Pinocho encuentra en el cuerpo del dragón... ¿A quién encuentra? Leed este capítulo y lo sabréis.

Apenas hubo dicho adiós a su buen amigo el bacalao, Pinocho se puso en marcha, andando a tientas en aquella oscuridad por el cuerpo del dragón, y dando con cuidado un pasó tras otro en dirección de aquel pequeño resplandor que divisaba a lo lejos, muy lejos.

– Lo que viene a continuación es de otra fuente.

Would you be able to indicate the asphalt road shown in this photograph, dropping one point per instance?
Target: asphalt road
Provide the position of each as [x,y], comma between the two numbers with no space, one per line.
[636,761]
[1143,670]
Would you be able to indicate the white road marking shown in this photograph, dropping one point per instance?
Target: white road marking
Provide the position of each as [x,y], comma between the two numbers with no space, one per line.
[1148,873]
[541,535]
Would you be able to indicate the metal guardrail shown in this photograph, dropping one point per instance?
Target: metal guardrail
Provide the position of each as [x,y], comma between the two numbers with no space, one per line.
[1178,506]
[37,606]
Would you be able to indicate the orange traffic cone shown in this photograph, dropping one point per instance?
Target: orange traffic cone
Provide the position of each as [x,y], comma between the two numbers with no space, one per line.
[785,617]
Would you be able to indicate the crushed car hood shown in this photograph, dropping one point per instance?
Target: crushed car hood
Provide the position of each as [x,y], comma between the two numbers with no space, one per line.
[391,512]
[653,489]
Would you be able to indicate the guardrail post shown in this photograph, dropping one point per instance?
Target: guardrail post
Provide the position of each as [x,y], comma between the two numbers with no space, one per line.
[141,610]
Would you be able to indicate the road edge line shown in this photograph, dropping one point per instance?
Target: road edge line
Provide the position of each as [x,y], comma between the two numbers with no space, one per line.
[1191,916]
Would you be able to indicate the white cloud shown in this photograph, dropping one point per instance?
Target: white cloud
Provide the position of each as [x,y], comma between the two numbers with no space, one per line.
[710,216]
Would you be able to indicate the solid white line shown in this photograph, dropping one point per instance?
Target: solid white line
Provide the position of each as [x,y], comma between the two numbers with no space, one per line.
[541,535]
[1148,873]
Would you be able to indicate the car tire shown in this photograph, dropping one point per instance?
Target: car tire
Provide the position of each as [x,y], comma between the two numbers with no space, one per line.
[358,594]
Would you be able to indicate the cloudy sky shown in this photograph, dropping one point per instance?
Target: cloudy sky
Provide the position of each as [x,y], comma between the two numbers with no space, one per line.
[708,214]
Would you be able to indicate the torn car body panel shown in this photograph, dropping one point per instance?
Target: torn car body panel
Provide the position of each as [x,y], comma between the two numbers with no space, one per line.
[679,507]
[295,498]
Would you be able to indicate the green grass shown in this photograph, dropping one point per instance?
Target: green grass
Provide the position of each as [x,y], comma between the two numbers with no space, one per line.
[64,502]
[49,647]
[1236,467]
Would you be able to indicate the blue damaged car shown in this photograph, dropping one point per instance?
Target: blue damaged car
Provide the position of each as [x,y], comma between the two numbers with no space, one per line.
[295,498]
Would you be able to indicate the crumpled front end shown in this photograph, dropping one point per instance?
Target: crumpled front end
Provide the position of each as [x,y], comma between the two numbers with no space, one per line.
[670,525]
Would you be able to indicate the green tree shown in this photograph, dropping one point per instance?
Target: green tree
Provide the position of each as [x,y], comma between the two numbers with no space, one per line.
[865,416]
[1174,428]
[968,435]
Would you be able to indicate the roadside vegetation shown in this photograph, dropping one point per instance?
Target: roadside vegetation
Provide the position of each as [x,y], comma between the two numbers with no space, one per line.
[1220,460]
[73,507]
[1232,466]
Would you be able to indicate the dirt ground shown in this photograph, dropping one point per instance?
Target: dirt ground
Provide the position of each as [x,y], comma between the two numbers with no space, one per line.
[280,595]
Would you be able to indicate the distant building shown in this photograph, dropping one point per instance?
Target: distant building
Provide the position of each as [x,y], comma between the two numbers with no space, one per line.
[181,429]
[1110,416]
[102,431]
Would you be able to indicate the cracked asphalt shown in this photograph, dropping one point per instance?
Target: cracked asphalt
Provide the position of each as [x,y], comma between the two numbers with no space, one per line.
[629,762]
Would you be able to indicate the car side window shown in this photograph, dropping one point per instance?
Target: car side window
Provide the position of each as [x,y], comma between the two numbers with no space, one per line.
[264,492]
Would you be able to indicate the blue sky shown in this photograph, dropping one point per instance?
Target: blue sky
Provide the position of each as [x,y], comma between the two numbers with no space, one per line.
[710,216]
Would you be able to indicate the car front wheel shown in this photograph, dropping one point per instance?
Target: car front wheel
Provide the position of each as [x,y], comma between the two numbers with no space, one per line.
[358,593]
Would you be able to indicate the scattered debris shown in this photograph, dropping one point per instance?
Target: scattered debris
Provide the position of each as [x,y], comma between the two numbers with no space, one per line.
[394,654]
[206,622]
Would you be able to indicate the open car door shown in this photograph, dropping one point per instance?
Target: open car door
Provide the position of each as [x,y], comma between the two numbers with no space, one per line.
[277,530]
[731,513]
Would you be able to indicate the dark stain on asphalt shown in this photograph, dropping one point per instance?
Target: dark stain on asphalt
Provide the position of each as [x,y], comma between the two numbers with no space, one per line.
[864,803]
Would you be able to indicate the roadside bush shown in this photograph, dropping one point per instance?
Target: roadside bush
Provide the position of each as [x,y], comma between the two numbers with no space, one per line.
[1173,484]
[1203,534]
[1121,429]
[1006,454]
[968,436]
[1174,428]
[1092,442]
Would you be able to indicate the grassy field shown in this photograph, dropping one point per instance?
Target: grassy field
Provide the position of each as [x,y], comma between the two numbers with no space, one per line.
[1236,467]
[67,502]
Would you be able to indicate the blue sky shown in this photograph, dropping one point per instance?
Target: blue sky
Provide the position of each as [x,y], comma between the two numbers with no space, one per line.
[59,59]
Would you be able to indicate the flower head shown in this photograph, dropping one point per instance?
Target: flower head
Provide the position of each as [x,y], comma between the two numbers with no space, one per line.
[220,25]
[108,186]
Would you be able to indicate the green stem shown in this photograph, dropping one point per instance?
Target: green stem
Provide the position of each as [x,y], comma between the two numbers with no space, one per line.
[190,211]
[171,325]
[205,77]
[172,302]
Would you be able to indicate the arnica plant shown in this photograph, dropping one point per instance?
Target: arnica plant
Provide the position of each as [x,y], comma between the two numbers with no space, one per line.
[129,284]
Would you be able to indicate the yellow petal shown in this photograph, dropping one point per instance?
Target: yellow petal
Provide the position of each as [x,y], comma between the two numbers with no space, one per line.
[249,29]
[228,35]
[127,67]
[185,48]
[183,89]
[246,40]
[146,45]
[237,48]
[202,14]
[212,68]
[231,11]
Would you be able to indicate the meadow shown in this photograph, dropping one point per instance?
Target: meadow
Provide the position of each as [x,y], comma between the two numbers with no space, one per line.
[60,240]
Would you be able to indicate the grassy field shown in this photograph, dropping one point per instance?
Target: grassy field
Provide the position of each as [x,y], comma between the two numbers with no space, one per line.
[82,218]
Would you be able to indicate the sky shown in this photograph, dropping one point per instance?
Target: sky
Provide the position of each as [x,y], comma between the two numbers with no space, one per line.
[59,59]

Al andar sentía que sus pies se mojaban en una aguaza grasienta y resbaladiza, y con un olor tan fuerte a pescado frito, como si estuviese en una cocina un viernes de Cuaresma.
Pues, señor, que a medida que andaba, el resplandor iba siendo cada vez más visible, hasta que, andando, andando, llegó al sitio donde estaba. Y al llegar, ¿qué diréis que vio? ¿A que no lo adivináis? ¡No lo adivináis! Pues vio una mesita encima de la cual lucía una vela que tenía por candelero una botella de cristal verdoso, y sentado a la mesita, un viejecito todo blanco, blanco, como si fuera de nieve. El viejecito estaba comiendo algunos pececillos vivos; tan vivos, que algunas veces se le escapaban de la misma boca.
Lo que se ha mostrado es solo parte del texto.